Cloud Native 20 min read

Kubernetes Water Level Balancing Scheduler: Design, Implementation, and Evaluation

The water‑level‑balanced Kubernetes scheduler plugin continuously gathers historical CPU/memory usage from Prometheus, applies a water‑level algorithm during the PreFilter‑Score phases to place low‑utilization Pods on high‑utilization Nodes (and vice‑versa), thereby equalizing node load, improving cluster stability, and increasing overall resource utilization.

HelloTech

Jun 28, 2022

Kubernetes Water Level Balancing Scheduler: Design, Implementation, and Evaluation

The default Kubernetes scheduler balances resources based on the requested values of Pods, which are often over‑estimated compared to actual usage. This leads to a large gap between the allocated request and the real utilization (water‑level) of Nodes, especially in large or long‑running clusters. The imbalance causes some Nodes to be overloaded while others remain under‑utilized.
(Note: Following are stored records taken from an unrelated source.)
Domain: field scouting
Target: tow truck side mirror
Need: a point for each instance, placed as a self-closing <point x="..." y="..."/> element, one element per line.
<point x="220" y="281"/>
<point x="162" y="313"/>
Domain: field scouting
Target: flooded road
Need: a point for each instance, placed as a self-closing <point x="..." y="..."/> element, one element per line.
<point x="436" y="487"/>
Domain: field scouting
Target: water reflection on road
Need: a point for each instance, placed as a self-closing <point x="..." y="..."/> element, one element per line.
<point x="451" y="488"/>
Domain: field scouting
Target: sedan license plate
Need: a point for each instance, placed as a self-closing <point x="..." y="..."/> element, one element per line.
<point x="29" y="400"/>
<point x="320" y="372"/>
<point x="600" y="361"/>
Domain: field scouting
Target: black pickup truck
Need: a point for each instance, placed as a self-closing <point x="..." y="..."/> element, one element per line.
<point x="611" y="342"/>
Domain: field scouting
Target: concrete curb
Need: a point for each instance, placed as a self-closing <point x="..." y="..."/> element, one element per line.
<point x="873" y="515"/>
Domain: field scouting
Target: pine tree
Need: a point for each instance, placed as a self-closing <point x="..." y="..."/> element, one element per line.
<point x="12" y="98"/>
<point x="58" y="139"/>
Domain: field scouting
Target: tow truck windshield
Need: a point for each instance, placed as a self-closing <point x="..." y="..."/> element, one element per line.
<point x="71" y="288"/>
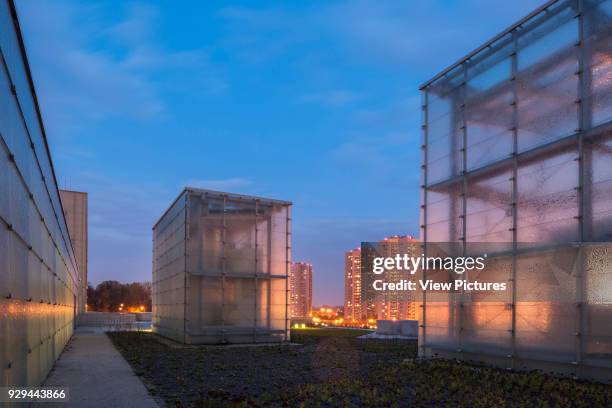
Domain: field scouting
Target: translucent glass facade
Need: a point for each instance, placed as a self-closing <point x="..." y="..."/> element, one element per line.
<point x="38" y="273"/>
<point x="517" y="150"/>
<point x="220" y="268"/>
<point x="75" y="213"/>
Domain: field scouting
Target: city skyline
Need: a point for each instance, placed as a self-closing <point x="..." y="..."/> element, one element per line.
<point x="127" y="84"/>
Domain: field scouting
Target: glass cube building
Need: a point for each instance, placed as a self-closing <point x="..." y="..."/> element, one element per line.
<point x="220" y="269"/>
<point x="39" y="279"/>
<point x="517" y="151"/>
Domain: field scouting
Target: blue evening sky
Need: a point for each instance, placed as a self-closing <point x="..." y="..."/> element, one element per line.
<point x="314" y="102"/>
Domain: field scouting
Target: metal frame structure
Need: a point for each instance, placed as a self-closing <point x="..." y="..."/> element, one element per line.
<point x="517" y="149"/>
<point x="39" y="279"/>
<point x="220" y="269"/>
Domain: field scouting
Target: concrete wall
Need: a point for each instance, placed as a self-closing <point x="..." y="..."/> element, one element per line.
<point x="38" y="272"/>
<point x="75" y="212"/>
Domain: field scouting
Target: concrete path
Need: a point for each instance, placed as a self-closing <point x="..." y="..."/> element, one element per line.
<point x="96" y="375"/>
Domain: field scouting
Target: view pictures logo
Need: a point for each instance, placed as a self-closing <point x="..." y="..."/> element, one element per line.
<point x="404" y="262"/>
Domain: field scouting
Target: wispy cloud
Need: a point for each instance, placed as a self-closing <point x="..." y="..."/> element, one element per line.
<point x="333" y="98"/>
<point x="92" y="68"/>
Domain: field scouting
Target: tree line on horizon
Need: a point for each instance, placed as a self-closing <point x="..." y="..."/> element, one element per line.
<point x="114" y="296"/>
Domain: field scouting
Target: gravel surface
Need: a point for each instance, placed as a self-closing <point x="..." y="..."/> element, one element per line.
<point x="334" y="368"/>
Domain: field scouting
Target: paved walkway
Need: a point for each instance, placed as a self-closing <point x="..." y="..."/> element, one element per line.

To address this, a water‑level‑balanced scheduler is introduced. It continuously monitors historical resource usage of Nodes and Pods, then during scheduling it applies a water‑level algorithm: Pods with low water‑level are placed on high‑water‑level Nodes, and vice‑versa, aiming to equalize the water‑level across the whole cluster, improve stability, and increase resource utilization.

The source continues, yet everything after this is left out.